I can't believe there's now a ceremony for children leaving nursery.

YABU. All these "graduations" are nonsensical. It's not like your child has obtained a degree.

It's another ridiculous trend from America. My grandchildren had this daft thing, where they were a little mortar board and cloak, photographed holding a sign that said "I'm going up to big school".................. I didn't attend

TizerorFizz · 09/06/2024 21:04

@Mumtobabyhavoc Someone is showing up!! Just not dad. So DC will have someone there. Mum. That’s good enough.

I love the idea that 4 year olds sing! They really don’t. Mine just brought home a load of art on their last day. Happily no leavers do until they got to y6.
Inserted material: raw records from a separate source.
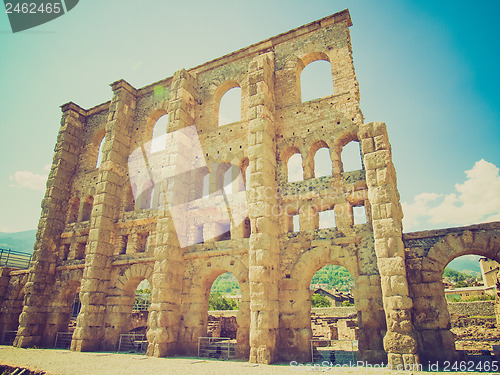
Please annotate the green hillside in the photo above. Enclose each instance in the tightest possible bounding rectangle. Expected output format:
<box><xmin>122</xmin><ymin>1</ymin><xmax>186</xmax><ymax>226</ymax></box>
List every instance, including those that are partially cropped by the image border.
<box><xmin>210</xmin><ymin>265</ymin><xmax>354</xmax><ymax>294</ymax></box>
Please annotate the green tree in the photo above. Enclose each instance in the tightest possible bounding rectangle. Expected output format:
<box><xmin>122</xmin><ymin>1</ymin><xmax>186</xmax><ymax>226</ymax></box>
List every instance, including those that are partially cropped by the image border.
<box><xmin>208</xmin><ymin>292</ymin><xmax>238</xmax><ymax>310</ymax></box>
<box><xmin>311</xmin><ymin>293</ymin><xmax>332</xmax><ymax>307</ymax></box>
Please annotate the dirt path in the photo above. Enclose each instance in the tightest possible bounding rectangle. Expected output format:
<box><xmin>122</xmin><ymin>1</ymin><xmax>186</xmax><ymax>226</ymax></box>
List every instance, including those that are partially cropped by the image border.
<box><xmin>0</xmin><ymin>346</ymin><xmax>499</xmax><ymax>375</ymax></box>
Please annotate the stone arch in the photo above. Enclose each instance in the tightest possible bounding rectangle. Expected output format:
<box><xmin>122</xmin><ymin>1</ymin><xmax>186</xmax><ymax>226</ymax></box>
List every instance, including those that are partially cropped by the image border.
<box><xmin>240</xmin><ymin>156</ymin><xmax>250</xmax><ymax>190</ymax></box>
<box><xmin>114</xmin><ymin>264</ymin><xmax>153</xmax><ymax>292</ymax></box>
<box><xmin>0</xmin><ymin>273</ymin><xmax>28</xmax><ymax>337</ymax></box>
<box><xmin>426</xmin><ymin>230</ymin><xmax>500</xmax><ymax>274</ymax></box>
<box><xmin>280</xmin><ymin>146</ymin><xmax>304</xmax><ymax>183</ymax></box>
<box><xmin>179</xmin><ymin>256</ymin><xmax>250</xmax><ymax>359</ymax></box>
<box><xmin>279</xmin><ymin>241</ymin><xmax>385</xmax><ymax>362</ymax></box>
<box><xmin>213</xmin><ymin>79</ymin><xmax>243</xmax><ymax>125</ymax></box>
<box><xmin>123</xmin><ymin>183</ymin><xmax>135</xmax><ymax>212</ymax></box>
<box><xmin>296</xmin><ymin>51</ymin><xmax>331</xmax><ymax>77</ymax></box>
<box><xmin>330</xmin><ymin>129</ymin><xmax>363</xmax><ymax>173</ymax></box>
<box><xmin>407</xmin><ymin>230</ymin><xmax>500</xmax><ymax>360</ymax></box>
<box><xmin>279</xmin><ymin>243</ymin><xmax>359</xmax><ymax>362</ymax></box>
<box><xmin>80</xmin><ymin>195</ymin><xmax>94</xmax><ymax>221</ymax></box>
<box><xmin>42</xmin><ymin>269</ymin><xmax>83</xmax><ymax>347</ymax></box>
<box><xmin>297</xmin><ymin>52</ymin><xmax>334</xmax><ymax>102</ymax></box>
<box><xmin>102</xmin><ymin>263</ymin><xmax>153</xmax><ymax>350</ymax></box>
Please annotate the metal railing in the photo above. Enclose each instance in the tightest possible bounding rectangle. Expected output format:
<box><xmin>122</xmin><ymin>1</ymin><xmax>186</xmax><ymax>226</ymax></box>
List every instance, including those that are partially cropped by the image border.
<box><xmin>198</xmin><ymin>337</ymin><xmax>236</xmax><ymax>359</ymax></box>
<box><xmin>2</xmin><ymin>331</ymin><xmax>17</xmax><ymax>345</ymax></box>
<box><xmin>311</xmin><ymin>339</ymin><xmax>358</xmax><ymax>364</ymax></box>
<box><xmin>118</xmin><ymin>333</ymin><xmax>148</xmax><ymax>353</ymax></box>
<box><xmin>0</xmin><ymin>248</ymin><xmax>32</xmax><ymax>270</ymax></box>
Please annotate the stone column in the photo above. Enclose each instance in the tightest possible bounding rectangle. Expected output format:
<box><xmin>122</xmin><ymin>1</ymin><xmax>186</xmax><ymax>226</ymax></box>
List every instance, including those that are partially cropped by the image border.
<box><xmin>247</xmin><ymin>53</ymin><xmax>279</xmax><ymax>363</ymax></box>
<box><xmin>358</xmin><ymin>122</ymin><xmax>419</xmax><ymax>366</ymax></box>
<box><xmin>14</xmin><ymin>103</ymin><xmax>85</xmax><ymax>348</ymax></box>
<box><xmin>71</xmin><ymin>80</ymin><xmax>136</xmax><ymax>351</ymax></box>
<box><xmin>147</xmin><ymin>70</ymin><xmax>196</xmax><ymax>357</ymax></box>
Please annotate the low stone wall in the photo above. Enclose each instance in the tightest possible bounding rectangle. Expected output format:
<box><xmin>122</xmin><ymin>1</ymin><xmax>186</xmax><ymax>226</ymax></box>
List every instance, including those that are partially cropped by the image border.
<box><xmin>448</xmin><ymin>301</ymin><xmax>495</xmax><ymax>316</ymax></box>
<box><xmin>311</xmin><ymin>306</ymin><xmax>357</xmax><ymax>318</ymax></box>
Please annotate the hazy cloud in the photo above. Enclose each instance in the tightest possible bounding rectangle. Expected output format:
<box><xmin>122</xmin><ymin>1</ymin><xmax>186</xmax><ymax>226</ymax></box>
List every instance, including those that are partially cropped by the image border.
<box><xmin>402</xmin><ymin>159</ymin><xmax>500</xmax><ymax>232</ymax></box>
<box><xmin>9</xmin><ymin>165</ymin><xmax>50</xmax><ymax>191</ymax></box>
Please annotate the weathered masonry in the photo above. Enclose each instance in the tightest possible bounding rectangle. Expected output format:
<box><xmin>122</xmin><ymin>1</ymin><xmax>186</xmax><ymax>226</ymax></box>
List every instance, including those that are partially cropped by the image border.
<box><xmin>0</xmin><ymin>10</ymin><xmax>500</xmax><ymax>364</ymax></box>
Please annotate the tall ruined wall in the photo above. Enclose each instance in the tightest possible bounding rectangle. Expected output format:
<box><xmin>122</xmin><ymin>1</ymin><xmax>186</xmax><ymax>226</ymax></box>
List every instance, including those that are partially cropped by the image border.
<box><xmin>0</xmin><ymin>10</ymin><xmax>496</xmax><ymax>364</ymax></box>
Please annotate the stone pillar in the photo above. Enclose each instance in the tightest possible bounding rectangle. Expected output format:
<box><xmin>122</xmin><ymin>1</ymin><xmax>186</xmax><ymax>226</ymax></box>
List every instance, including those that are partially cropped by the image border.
<box><xmin>14</xmin><ymin>103</ymin><xmax>85</xmax><ymax>348</ymax></box>
<box><xmin>247</xmin><ymin>53</ymin><xmax>279</xmax><ymax>363</ymax></box>
<box><xmin>147</xmin><ymin>70</ymin><xmax>196</xmax><ymax>357</ymax></box>
<box><xmin>358</xmin><ymin>122</ymin><xmax>419</xmax><ymax>366</ymax></box>
<box><xmin>71</xmin><ymin>80</ymin><xmax>136</xmax><ymax>351</ymax></box>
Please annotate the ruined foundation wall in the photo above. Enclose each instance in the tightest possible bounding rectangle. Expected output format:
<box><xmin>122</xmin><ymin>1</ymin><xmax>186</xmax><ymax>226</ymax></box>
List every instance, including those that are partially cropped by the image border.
<box><xmin>0</xmin><ymin>10</ymin><xmax>499</xmax><ymax>364</ymax></box>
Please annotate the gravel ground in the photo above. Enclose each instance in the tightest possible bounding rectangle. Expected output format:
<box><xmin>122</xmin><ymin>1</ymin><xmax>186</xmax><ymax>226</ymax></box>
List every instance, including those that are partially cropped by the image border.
<box><xmin>0</xmin><ymin>346</ymin><xmax>498</xmax><ymax>375</ymax></box>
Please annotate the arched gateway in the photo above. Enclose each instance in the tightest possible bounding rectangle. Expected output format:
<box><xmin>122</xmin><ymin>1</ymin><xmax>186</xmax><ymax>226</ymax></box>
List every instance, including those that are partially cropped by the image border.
<box><xmin>0</xmin><ymin>10</ymin><xmax>500</xmax><ymax>365</ymax></box>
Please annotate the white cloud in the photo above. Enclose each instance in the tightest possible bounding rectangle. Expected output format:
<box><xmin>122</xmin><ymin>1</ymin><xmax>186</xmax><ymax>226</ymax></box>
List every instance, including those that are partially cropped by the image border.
<box><xmin>9</xmin><ymin>168</ymin><xmax>48</xmax><ymax>191</ymax></box>
<box><xmin>402</xmin><ymin>159</ymin><xmax>500</xmax><ymax>232</ymax></box>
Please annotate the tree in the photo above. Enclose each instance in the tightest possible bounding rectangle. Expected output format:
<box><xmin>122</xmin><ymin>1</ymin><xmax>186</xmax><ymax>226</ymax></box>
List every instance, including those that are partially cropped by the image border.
<box><xmin>311</xmin><ymin>293</ymin><xmax>332</xmax><ymax>307</ymax></box>
<box><xmin>208</xmin><ymin>293</ymin><xmax>238</xmax><ymax>310</ymax></box>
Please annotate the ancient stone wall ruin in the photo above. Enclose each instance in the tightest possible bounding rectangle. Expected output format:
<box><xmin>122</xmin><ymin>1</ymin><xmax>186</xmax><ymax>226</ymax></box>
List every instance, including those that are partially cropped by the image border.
<box><xmin>0</xmin><ymin>10</ymin><xmax>500</xmax><ymax>364</ymax></box>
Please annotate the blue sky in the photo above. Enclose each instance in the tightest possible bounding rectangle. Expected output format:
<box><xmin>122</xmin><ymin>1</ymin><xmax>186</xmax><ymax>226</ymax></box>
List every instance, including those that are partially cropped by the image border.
<box><xmin>0</xmin><ymin>0</ymin><xmax>500</xmax><ymax>232</ymax></box>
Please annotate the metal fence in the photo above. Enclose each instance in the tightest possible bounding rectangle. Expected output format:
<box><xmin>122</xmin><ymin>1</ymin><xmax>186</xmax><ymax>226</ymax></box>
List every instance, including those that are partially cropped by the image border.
<box><xmin>0</xmin><ymin>248</ymin><xmax>32</xmax><ymax>270</ymax></box>
<box><xmin>118</xmin><ymin>333</ymin><xmax>148</xmax><ymax>353</ymax></box>
<box><xmin>198</xmin><ymin>337</ymin><xmax>236</xmax><ymax>359</ymax></box>
<box><xmin>132</xmin><ymin>294</ymin><xmax>151</xmax><ymax>311</ymax></box>
<box><xmin>311</xmin><ymin>339</ymin><xmax>358</xmax><ymax>364</ymax></box>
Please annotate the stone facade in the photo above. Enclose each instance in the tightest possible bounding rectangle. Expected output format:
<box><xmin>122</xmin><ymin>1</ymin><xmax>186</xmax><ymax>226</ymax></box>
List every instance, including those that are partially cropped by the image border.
<box><xmin>0</xmin><ymin>10</ymin><xmax>500</xmax><ymax>364</ymax></box>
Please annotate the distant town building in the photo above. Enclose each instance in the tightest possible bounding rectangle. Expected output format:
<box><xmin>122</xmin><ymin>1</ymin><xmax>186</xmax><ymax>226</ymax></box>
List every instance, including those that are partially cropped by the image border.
<box><xmin>443</xmin><ymin>258</ymin><xmax>499</xmax><ymax>300</ymax></box>
<box><xmin>479</xmin><ymin>258</ymin><xmax>499</xmax><ymax>287</ymax></box>
<box><xmin>313</xmin><ymin>288</ymin><xmax>354</xmax><ymax>307</ymax></box>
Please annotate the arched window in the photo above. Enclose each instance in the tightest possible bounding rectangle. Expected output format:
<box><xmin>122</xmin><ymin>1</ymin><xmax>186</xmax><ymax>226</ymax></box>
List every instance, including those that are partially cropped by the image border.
<box><xmin>224</xmin><ymin>165</ymin><xmax>240</xmax><ymax>194</ymax></box>
<box><xmin>219</xmin><ymin>87</ymin><xmax>241</xmax><ymax>126</ymax></box>
<box><xmin>140</xmin><ymin>180</ymin><xmax>155</xmax><ymax>209</ymax></box>
<box><xmin>318</xmin><ymin>209</ymin><xmax>337</xmax><ymax>229</ymax></box>
<box><xmin>341</xmin><ymin>141</ymin><xmax>363</xmax><ymax>172</ymax></box>
<box><xmin>202</xmin><ymin>173</ymin><xmax>210</xmax><ymax>198</ymax></box>
<box><xmin>352</xmin><ymin>206</ymin><xmax>367</xmax><ymax>225</ymax></box>
<box><xmin>68</xmin><ymin>197</ymin><xmax>80</xmax><ymax>223</ymax></box>
<box><xmin>151</xmin><ymin>114</ymin><xmax>168</xmax><ymax>153</ymax></box>
<box><xmin>300</xmin><ymin>60</ymin><xmax>333</xmax><ymax>102</ymax></box>
<box><xmin>238</xmin><ymin>158</ymin><xmax>250</xmax><ymax>191</ymax></box>
<box><xmin>123</xmin><ymin>185</ymin><xmax>135</xmax><ymax>212</ymax></box>
<box><xmin>95</xmin><ymin>136</ymin><xmax>106</xmax><ymax>168</ymax></box>
<box><xmin>291</xmin><ymin>213</ymin><xmax>300</xmax><ymax>232</ymax></box>
<box><xmin>314</xmin><ymin>147</ymin><xmax>332</xmax><ymax>177</ymax></box>
<box><xmin>82</xmin><ymin>195</ymin><xmax>94</xmax><ymax>221</ymax></box>
<box><xmin>287</xmin><ymin>153</ymin><xmax>304</xmax><ymax>182</ymax></box>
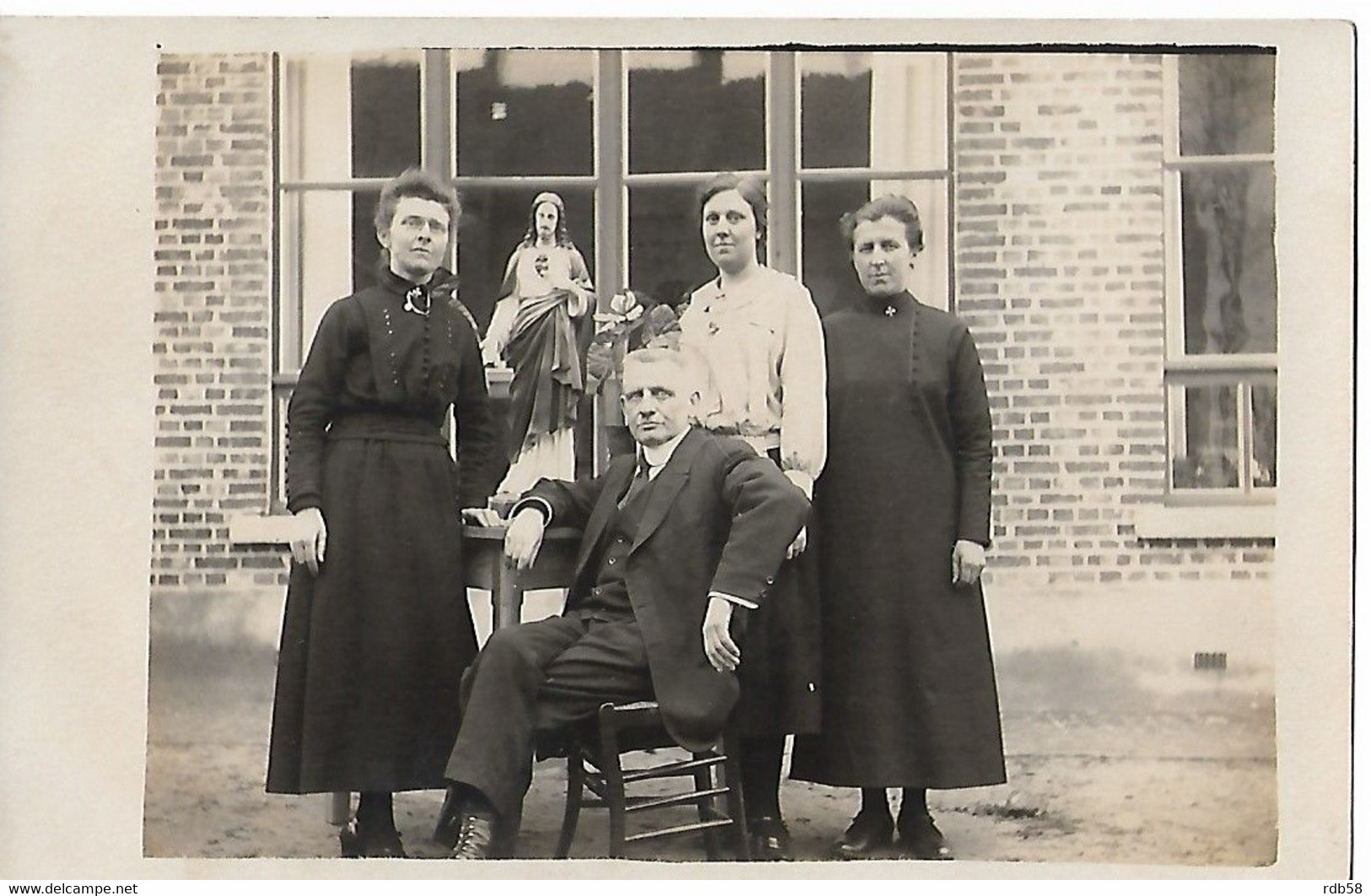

Nichebitch · 09/06/2024 21:07

The amount of posters not getting that is not about the importance of the event itself, but the child not seeing both parents there 🙄

CaptainMyCaptain · 09/06/2024 21:08

2chocolateoranges · 09/06/2024 19:43

If only I was young, I’m 47 with children in their early 20’s who graduated from nursery. It’s not a new thing.

You're considerably younger than me. And 20 years or less is comparatively recent.

Noidea2024 · 09/06/2024 21:09

I agree with everyone questioning why nurseries hold graduations, but equally, as it is happening, it will be a big deal to your daughter, and will matter that her parents are there. Even if it doesn't now, it will in future. It may also matter to your DH one days when he's realises how quickly your daughter has grown, and how much he has missed out.

when our eldest was tiny, my DH was very work focused and missed lots of events. It was only in lock down that he came to realise all of this, and it took quite a bit of getting over that he had missed out on our son being a toddler. Since then, he has made every effort to be at things that matter to DS, including dashing from a school nativity to get flight, and rearranging travel to make it to his Scouting silver award ceremony. He cannot get those early turns back though, and I know he still feels back that he put work in front of making it to early sports days and nativities.

While the nursery graduation may be a pointless Americanism, it will happen once in your daughter's life. He will have plenty of chances to play sport and participate in hobbies. He won't get another chance to mark your daughter finishing nursery, and before he knows it, she'll be a teenager who might not always want him about.

uncomfortablydumb53 · 09/06/2024 21:10

Ridiculous as a graduation from nursery sounds, it's not a huge event They're 4
As long as one parent is there, that's what matters
There are many firsts in the years ahead
Hopefully involving a cap and gown!
A tears in my eyes event for me!

DataColour · 09/06/2024 21:11

They don't need both parents to be there. It's not an important milestone. My DH didn't go to any of our DCs as is a teacher and can't get time off for any school or nursery events. DCs didn't care, I was there afterall.